This project focuses on forecasting stock price volatility using various GARCH (Generalized Autoregressive Conditional Heteroskedasticity) models in R. By leveraging time series analysis techniques and volatility forecasting tools, we aim to provide accurate and insightful predictions of stock market volatility.
- Data collection and preprocessing: Obtain historical stock price data for the target stocks, clean the data, and ensure consistency.

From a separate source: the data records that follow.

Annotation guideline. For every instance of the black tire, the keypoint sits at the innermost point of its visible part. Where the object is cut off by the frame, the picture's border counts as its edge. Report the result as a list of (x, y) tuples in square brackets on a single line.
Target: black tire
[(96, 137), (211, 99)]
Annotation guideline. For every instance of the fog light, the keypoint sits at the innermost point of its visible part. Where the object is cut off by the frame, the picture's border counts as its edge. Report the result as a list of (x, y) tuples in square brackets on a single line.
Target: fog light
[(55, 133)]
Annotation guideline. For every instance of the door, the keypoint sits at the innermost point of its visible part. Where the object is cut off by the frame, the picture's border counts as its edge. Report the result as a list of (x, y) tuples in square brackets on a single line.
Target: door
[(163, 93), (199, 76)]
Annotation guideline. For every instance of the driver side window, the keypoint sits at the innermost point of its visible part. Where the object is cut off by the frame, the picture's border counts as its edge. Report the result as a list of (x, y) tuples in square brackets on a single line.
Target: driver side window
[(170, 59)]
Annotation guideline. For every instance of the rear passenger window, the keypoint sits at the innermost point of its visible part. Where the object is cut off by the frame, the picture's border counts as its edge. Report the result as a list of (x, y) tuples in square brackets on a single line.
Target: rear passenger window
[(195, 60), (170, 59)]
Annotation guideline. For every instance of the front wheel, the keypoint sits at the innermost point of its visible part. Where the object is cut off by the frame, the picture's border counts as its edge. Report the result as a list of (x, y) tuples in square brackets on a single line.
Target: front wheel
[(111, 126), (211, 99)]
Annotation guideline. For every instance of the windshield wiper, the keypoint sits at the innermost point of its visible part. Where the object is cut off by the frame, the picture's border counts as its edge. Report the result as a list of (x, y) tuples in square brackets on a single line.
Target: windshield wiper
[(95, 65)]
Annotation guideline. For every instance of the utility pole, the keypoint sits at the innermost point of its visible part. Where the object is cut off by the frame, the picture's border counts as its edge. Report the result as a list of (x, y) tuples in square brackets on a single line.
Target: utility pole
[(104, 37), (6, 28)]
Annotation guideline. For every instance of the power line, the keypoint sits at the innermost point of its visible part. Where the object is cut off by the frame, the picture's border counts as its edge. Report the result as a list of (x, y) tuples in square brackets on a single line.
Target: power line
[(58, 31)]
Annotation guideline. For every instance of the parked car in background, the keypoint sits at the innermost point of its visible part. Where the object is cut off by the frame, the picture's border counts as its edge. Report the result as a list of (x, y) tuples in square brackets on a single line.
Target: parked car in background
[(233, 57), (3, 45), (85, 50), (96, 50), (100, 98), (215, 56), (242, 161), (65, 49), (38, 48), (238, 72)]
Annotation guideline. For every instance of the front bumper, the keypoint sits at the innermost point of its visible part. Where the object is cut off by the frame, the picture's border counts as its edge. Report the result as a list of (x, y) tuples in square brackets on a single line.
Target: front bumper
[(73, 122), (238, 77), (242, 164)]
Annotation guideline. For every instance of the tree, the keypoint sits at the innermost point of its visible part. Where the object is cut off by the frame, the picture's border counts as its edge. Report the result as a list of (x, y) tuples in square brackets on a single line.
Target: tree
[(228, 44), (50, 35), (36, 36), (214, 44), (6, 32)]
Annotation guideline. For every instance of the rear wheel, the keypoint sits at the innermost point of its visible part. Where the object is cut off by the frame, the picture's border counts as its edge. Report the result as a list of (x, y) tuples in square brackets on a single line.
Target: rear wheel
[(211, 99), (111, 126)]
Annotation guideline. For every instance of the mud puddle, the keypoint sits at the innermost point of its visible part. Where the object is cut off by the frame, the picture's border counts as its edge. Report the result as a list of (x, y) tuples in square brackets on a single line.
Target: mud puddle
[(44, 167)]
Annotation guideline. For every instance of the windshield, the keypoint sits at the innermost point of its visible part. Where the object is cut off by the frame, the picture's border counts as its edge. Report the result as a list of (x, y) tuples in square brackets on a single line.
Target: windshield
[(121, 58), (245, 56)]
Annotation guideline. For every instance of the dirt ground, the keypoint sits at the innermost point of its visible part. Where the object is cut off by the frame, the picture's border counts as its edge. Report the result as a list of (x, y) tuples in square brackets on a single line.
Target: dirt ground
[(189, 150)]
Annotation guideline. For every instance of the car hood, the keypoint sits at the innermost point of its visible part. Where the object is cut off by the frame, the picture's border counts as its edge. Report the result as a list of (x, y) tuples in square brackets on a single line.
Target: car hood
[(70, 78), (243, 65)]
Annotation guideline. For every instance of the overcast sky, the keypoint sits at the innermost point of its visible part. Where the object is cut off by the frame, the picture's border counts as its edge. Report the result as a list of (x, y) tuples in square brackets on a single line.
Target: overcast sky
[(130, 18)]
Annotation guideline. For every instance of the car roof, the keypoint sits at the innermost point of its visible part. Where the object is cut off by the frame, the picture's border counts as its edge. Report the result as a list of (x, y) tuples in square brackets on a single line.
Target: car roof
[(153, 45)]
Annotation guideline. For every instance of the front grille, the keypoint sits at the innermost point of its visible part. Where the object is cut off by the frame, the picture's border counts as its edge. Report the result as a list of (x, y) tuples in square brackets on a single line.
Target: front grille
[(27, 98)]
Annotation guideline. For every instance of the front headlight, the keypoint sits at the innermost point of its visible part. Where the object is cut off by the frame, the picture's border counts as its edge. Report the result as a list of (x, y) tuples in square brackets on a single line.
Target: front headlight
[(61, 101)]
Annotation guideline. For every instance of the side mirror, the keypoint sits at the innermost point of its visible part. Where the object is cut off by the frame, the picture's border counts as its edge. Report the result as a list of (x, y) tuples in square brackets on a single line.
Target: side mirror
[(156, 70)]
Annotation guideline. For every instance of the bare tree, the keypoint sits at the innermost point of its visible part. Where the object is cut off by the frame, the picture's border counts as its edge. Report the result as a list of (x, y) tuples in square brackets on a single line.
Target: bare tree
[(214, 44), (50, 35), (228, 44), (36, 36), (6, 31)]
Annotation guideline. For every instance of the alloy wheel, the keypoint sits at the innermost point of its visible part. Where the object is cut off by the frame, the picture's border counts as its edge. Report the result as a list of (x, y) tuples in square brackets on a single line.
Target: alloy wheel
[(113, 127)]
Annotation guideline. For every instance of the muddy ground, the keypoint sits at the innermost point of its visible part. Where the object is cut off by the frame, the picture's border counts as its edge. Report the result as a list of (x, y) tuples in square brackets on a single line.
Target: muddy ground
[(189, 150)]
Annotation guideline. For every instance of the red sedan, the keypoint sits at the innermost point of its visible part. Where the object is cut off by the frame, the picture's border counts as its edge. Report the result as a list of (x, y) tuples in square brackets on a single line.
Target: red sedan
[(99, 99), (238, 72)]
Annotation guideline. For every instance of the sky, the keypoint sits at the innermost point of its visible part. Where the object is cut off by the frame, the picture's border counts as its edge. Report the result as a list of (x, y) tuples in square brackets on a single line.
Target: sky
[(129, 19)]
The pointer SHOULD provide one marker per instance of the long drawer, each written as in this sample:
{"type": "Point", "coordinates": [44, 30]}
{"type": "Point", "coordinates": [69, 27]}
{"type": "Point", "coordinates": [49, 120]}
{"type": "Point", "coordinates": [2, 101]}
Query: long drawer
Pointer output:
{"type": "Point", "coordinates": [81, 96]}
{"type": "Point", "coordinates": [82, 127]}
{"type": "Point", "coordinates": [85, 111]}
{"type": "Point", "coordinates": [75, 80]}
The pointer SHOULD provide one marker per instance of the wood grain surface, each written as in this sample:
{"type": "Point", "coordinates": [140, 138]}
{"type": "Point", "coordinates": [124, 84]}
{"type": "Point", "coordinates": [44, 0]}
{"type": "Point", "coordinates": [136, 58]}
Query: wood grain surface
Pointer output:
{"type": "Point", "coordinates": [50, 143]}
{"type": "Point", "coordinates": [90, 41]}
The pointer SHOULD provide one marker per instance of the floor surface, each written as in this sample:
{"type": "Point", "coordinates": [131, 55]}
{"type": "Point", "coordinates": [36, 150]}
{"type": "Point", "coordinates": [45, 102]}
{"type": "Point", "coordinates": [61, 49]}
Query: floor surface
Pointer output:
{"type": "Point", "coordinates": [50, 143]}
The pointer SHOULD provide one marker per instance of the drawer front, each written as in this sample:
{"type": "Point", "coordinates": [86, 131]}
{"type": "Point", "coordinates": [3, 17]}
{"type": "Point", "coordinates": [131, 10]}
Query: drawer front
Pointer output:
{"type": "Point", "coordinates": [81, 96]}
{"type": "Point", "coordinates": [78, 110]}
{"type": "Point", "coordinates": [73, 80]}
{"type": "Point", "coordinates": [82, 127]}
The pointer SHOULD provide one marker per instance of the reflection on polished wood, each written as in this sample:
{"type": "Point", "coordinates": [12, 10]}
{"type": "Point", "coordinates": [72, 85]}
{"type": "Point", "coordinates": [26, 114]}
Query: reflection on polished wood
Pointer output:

- Exploratory data analysis: Visualize the stock price trends, identify patterns, and analyze statistical characteristics.
- GARCH model selection: Experiment with different GARCH variants such as GARCH(1,1), GARCH-M, EGARCH, etc., to determine the best-fitting model.
- Model estimation and evaluation: Estimate the chosen GARCH models, evaluate their performance, and compare their forecasting accuracy.
- Volatility forecasting: Generate future volatility forecasts using the selected GARCH model, providing insights for risk management and trading strategies.
- Visualization and interpretation: Present the results using informative plots and graphs to aid in understanding the volatility dynamics of the target stocks.
- Install the required packages specified in the project's dependencies section.
- Fetch the historical stock price data or use the provided dataset.
- Preprocess the data, ensuring data quality and consistency.
- Run the analysis scripts, including GARCH model estimation, evaluation, and volatility forecasting.
- Interpret and visualize the results using appropriate plots and graphs.
- Customize and experiment with different GARCH model variants or additional time series techniques.
- Document your findings, insights, and conclusions based on the analysis.
- Feel free to contribute improvements, bug fixes, or additional analysis methods to enhance the project.
- R version 3.x or higher
- Required R packages:
quantmod
,rugarch
,forecast
,ggplot2
, and any additional packages specified in the project's scripts.
This project is licensed under the MIT License.